Jefferson County Commissioner suggests building emergency road on Blue Ridge Mountain

January 10, 2008|By DAVE McMILLION

CHARLES TOWN, W.VA. ? A Jefferson County official suggested Thursday that the county should explore the possibility of building a new road on the Blue Ridge Mountain that would help handle a potential wave of traffic from a disaster like a terrorist attack.

If a terrorist attack or some other emergency occurred in one of the nearby metropolitan areas to the East, traffic coming over the mountain likely would be overwhelming, Jefferson County Commissioner Greg Corliss said.

Not only would travel over the mountain be difficult, but people who live there would be hampered from traveling as well, Corliss said.

"They're going to be stuck up there. The roads will just shut down," Corliss said.

W.Va. 9 is the primary east-west route over the mountain and it is used heavily by commuters. The road heads into Hillsboro, Va., and Corliss said he has been told that 16,000 vehicles a day pass through Hillsboro.


Corliss suggested a new road be explored for the mountain area. It could be a road that would he open only for emergencies, he said.

Jefferson County Sheriff Everett "Ed" Boober, who was not at Thursday's regular commission meeting, said perhaps another bridge could be built across the Shenandoah River to facilitate traffic flow in an emergency.

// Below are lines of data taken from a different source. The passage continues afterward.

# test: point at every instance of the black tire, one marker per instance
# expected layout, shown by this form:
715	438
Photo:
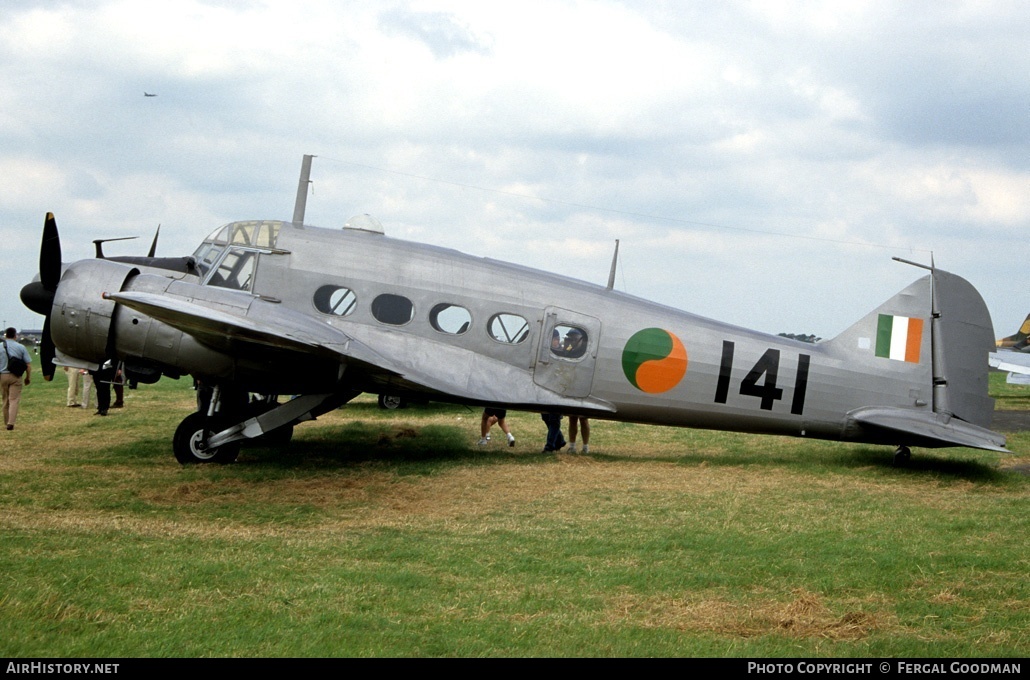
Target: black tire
187	444
390	402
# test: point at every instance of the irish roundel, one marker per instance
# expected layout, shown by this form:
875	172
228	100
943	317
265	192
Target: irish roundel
654	361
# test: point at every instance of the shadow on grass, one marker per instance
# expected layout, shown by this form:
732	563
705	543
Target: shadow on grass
835	460
407	447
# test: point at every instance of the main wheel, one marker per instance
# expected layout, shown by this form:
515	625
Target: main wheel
190	442
901	455
390	402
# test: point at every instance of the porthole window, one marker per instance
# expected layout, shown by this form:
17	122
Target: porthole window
392	309
450	318
335	300
568	341
509	329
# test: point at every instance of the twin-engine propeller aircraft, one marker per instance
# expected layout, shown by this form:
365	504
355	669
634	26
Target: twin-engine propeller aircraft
324	314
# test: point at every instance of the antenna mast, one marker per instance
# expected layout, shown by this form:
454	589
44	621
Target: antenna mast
302	191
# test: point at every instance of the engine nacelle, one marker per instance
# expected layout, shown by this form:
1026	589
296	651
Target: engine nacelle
80	319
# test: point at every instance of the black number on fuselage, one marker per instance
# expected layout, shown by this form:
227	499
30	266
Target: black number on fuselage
767	366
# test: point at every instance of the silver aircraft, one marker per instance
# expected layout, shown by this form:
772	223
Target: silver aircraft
286	308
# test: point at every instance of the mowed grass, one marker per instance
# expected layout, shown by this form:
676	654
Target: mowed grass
391	534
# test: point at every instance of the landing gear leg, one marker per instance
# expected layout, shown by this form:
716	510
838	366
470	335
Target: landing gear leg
191	441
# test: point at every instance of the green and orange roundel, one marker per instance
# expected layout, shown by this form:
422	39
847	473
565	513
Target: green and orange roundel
654	361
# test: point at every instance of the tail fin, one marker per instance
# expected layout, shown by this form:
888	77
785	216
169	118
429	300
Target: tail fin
936	334
1020	340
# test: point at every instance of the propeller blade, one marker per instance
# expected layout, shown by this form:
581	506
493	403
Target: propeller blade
46	351
49	255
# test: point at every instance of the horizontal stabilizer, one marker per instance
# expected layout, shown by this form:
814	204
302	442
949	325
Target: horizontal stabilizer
929	428
1009	361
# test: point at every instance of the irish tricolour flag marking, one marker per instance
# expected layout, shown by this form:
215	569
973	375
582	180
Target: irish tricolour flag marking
899	338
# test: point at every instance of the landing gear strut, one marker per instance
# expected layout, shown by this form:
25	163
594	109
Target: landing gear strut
190	443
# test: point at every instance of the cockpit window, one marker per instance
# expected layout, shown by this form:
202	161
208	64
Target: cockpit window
568	341
509	329
254	234
236	270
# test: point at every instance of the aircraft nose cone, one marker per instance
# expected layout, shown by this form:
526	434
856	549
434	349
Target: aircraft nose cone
37	298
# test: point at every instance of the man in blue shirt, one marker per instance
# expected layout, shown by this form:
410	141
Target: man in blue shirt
9	382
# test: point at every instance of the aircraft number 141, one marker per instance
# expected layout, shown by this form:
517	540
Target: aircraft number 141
765	370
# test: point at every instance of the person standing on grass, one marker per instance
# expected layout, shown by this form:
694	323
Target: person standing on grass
10	376
490	416
583	425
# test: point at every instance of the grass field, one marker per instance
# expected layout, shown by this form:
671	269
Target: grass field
391	534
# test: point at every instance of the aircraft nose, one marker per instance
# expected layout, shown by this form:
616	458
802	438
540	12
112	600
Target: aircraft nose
37	298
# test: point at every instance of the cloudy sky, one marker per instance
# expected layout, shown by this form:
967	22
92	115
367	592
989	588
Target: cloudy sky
760	162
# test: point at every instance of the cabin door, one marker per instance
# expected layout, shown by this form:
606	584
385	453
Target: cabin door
568	352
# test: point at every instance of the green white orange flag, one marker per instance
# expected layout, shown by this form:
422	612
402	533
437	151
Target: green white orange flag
899	338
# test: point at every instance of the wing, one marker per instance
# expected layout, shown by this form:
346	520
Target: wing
420	364
929	429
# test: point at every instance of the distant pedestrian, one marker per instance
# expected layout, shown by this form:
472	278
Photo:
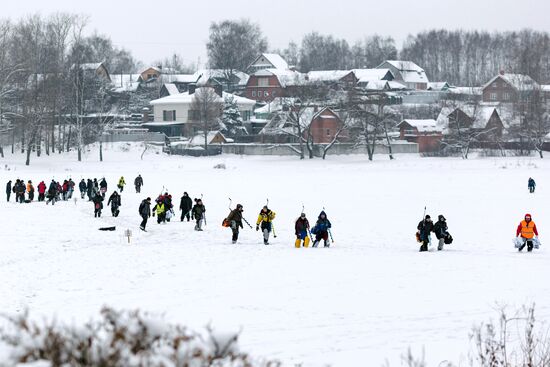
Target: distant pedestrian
531	185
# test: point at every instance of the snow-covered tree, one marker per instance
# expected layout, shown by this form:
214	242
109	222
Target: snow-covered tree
232	121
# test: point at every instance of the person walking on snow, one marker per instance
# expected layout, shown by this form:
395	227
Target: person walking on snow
198	213
30	190
98	205
82	188
41	191
103	187
235	219
301	228
440	230
121	183
526	231
265	218
425	228
321	230
531	185
138	182
144	212
8	190
186	204
160	210
114	201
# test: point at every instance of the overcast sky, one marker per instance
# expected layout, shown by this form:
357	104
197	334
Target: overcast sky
156	29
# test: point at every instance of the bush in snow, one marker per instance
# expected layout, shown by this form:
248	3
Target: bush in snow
232	121
118	339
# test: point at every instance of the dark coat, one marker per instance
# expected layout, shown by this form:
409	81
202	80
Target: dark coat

There is a bridge that carries W.Va. 9 traffic over the Shenandoah River.

Boober said the bridge could only be a one-lane span, and like the emergency road, only open during emergencies.

Commissioner Rusty Morgan suggested that perhaps the Division of Highways could study the issue.

Commissioner Dale Manuel said a resolution in support of the idea from the West Virginia House of Delegates and state Senate could be helpful.